What are the possible roles of this form of PC?
It is certainly possible that this fraction could
merely be a population of non-methylated PC,
prior to assembly into newly formed PBS. In the
very careful analysis of PBPs performed in the past
of a variety of cyanobacterial species, no previous
mention of such a PC was made (Bryant et al.
1976; Yu et al. 1981; Lundell and Glazer 1983).
The PBS is however a dynamic complex, which
can change composition, association and position
according to the needs of the organism. Thus it is
also possible that the PC612 is a minor constituent
of a minor type of PBS, which would be difficult to
identify in the presence of the major PBS forms. A
blue-shifted fraction of PC was reported to have
been isolated from the thermophilic cyanobacteria
Synechococcus lividus (Edwards et al. 1996). This
PC was shown to preserve its altered absorption
characteristics and have greater thermal stability
at different aggregation levels. The fluorescence
emission of this PC form was red shifted compared
to typical PC, however the molecular explanation
for the blue-shift was not identified, nor was the
presence or absence of NMA assessed. This additional observation indicates that additional PC
forms may exist and that they may play specific
roles in PBS function.
In our lab, the PC612 form was never isolated
in the presence of bulk PC620, rather it only
co-purified with APC, which was removed from the
thylakoid membrane. We have thus suggested that
this form of PC might serve as a functional bridge
between some of the bulk PC rods and the APC in
the tricylindrical core (Figure 3) and that in the
absence of NMA, and in the presence of linker
proteins, there might be the possibility of modifying
the absorption of the PC612 further to the red, so
that it would be in between PC620 and APC (which
absorbs at 652 nm). It has been difficult to obtain a
satisfactory quantitative ratio of PC612, to PC620,
and in any case it is important to identify its position
with respect to the intact PBS. Preliminary measurements of an isolated PBS subfraction containing core and rod components (with a mass of greater
than 1 MDa) showed by fluorescence measurements the presence of an entity absorbing at about
Figure 3. Model of the PBS consistent with Tv-PC620 and
Tv-PC612 crystal structures. The three blue rings represent the
APC core. The four yellow rectangles represent four PC rods
running parallel to both the membrane (pink – 40 Å in width) and
themselves.
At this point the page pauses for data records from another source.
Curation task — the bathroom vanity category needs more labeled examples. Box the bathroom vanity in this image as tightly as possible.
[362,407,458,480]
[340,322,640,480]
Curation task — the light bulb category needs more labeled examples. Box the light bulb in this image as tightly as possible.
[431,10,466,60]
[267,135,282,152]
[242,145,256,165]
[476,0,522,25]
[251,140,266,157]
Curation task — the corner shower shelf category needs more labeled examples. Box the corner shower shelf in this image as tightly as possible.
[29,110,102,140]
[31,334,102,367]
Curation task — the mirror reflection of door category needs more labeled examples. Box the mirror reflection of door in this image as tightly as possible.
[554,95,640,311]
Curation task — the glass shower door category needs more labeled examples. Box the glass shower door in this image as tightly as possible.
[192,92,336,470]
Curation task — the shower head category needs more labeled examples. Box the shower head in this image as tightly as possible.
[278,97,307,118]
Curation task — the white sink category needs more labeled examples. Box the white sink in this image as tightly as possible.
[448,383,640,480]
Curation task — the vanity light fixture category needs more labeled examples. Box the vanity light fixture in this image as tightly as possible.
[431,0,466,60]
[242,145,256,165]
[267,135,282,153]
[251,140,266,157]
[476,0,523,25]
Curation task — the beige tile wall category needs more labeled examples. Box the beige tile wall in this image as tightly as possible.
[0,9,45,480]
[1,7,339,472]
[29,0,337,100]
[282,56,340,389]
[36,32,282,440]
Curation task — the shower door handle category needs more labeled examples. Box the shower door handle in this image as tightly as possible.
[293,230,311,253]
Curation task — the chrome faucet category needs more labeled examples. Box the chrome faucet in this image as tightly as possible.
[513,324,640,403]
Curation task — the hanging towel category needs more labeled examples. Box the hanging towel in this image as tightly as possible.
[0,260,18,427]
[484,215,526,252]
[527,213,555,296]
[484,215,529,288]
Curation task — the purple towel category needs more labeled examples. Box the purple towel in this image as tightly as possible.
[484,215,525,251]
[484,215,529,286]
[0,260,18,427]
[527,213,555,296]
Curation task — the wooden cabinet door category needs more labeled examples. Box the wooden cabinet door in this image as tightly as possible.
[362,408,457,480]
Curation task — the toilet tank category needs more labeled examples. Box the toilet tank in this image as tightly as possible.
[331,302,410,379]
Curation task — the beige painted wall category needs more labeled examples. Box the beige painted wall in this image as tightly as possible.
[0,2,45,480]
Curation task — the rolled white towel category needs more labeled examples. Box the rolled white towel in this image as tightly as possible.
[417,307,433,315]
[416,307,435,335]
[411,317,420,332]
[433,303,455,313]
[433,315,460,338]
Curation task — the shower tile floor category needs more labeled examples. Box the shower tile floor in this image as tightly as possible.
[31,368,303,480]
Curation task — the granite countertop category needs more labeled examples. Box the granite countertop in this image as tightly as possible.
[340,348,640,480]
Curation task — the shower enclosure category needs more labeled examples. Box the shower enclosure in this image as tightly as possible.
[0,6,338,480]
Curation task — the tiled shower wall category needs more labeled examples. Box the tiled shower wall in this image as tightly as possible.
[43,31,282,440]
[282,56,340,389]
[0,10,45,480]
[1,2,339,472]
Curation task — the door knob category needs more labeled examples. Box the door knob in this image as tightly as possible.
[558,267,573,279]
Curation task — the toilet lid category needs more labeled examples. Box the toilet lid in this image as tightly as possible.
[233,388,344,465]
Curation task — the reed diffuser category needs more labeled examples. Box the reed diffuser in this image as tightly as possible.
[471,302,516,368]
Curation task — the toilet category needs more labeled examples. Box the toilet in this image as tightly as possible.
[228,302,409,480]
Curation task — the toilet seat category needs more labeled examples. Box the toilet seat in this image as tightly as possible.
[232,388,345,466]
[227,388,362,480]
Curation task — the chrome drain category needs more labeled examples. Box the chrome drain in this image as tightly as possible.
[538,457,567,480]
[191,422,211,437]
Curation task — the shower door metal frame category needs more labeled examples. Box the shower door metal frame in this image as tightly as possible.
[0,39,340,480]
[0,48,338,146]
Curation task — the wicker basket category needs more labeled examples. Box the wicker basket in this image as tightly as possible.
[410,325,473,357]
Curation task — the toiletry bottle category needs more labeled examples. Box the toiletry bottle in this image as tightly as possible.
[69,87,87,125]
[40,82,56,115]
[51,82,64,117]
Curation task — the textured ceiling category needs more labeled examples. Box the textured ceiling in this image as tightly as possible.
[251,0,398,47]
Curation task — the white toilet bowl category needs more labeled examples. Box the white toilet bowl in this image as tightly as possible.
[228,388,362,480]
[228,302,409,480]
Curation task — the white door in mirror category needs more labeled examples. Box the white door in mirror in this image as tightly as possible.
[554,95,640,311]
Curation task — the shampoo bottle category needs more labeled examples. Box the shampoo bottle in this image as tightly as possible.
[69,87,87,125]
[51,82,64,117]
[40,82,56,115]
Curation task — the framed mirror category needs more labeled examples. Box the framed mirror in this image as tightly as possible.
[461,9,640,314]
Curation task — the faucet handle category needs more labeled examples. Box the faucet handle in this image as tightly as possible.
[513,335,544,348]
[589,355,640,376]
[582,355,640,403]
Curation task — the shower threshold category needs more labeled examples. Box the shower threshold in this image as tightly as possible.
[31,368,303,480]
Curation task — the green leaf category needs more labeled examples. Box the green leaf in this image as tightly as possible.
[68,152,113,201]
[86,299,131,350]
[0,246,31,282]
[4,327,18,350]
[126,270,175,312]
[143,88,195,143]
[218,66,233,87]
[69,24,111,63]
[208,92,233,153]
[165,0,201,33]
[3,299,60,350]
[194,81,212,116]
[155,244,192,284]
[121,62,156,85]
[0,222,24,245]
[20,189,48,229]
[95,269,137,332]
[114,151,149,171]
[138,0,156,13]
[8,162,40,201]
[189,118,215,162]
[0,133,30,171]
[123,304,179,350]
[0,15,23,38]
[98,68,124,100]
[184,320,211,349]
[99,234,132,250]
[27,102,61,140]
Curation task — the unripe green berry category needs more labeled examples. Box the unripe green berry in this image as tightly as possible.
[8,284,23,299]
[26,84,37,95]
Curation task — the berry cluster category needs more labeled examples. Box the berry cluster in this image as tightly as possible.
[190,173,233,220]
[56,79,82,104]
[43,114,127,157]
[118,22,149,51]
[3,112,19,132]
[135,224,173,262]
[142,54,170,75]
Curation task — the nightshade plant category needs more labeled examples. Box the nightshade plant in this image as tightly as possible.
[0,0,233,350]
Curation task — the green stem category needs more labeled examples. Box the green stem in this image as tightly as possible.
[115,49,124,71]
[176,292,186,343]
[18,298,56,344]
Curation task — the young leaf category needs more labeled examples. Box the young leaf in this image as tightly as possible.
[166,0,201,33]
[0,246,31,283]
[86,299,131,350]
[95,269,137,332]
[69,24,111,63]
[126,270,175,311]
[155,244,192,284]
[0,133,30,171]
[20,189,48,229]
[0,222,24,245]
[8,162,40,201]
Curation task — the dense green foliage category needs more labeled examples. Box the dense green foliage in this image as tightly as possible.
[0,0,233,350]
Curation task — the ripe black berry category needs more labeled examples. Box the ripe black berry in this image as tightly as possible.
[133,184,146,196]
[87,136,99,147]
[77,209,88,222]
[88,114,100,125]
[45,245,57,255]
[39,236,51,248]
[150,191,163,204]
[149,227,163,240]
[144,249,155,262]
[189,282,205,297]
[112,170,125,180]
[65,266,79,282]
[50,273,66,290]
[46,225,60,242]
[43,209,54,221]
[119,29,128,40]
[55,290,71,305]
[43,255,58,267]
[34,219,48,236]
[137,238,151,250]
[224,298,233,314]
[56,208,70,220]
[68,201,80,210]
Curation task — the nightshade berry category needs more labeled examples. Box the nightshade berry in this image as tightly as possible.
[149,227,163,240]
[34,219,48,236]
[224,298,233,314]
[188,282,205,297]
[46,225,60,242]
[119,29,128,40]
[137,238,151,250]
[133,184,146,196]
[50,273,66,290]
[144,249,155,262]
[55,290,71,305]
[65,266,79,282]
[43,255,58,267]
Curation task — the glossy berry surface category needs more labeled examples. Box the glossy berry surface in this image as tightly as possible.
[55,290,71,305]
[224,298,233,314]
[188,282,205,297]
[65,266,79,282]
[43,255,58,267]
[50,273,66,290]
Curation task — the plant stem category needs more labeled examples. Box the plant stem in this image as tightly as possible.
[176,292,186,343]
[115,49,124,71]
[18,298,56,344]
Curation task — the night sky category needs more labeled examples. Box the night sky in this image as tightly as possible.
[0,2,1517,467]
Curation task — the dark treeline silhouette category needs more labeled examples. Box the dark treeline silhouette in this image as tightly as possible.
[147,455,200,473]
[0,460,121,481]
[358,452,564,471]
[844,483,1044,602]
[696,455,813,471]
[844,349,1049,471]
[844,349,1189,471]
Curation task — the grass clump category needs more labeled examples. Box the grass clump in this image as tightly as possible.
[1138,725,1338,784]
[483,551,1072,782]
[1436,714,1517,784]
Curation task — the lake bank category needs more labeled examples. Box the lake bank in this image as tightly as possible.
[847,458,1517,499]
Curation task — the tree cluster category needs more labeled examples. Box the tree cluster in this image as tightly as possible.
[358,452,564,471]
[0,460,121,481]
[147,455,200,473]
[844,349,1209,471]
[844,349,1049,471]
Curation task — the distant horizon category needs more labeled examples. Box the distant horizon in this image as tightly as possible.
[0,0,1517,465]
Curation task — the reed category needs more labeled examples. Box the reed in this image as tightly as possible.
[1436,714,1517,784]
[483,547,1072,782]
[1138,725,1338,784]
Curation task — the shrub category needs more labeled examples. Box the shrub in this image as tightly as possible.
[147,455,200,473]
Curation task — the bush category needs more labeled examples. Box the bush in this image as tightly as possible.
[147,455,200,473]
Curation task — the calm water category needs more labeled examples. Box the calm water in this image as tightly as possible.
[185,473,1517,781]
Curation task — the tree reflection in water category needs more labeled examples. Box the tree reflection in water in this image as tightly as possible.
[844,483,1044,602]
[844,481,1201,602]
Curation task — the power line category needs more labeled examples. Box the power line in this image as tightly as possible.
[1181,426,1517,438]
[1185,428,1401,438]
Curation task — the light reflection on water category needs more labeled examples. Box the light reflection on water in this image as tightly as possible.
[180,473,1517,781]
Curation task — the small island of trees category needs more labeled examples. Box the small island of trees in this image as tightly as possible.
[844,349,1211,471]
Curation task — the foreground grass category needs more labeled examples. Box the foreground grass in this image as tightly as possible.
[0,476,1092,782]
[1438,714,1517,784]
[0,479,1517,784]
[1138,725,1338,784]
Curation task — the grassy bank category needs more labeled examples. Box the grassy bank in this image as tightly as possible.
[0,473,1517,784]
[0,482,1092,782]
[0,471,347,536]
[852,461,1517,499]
The two orange rectangles represent the additional
two PC rods, perpendicular to the membrane. The two green
boxes are the approximate dimensions of two PSII monomers,
which bind a single PSB. The two red crescents represent the
putative positions of the non-methylated Tv-PC612, which may
serve as a linker between PC rods and the core. There may be
additional linker PCs connecting the other rods.
26
632 nm (unpublished data). We are now in the
process of refining the isolation of this partial PBS
particle in our hope to obtain a careful quantitative
determination of its components, as well as to
determine its crystal structure.
Models of the PBS
The ultimate goal of all of the structural studies
performed on PBS components has been to obtain
a physical picture of energy absorption and transfer through the complex to the reaction center. In
the absence of a high resolution structure of the
PBS, this visualization of the PBS has been
attempted by structure-assisted modeling, with an
attempt to arrive at a model which will satisfy the
information obtained by the low-resolution EM
studies. Indeed, almost every research group dealing with the determination of crystal structures of
PBS components has suggested models of this sort,
based on the aggregation state of the PBPs in
crystal. The similarity between the rods that form
during crystallization of most PCs, APCs and PEs,
certainly suggest that the some of same interactions
come into play during rod formation in vivo, but
without the contribution of the linker proteins.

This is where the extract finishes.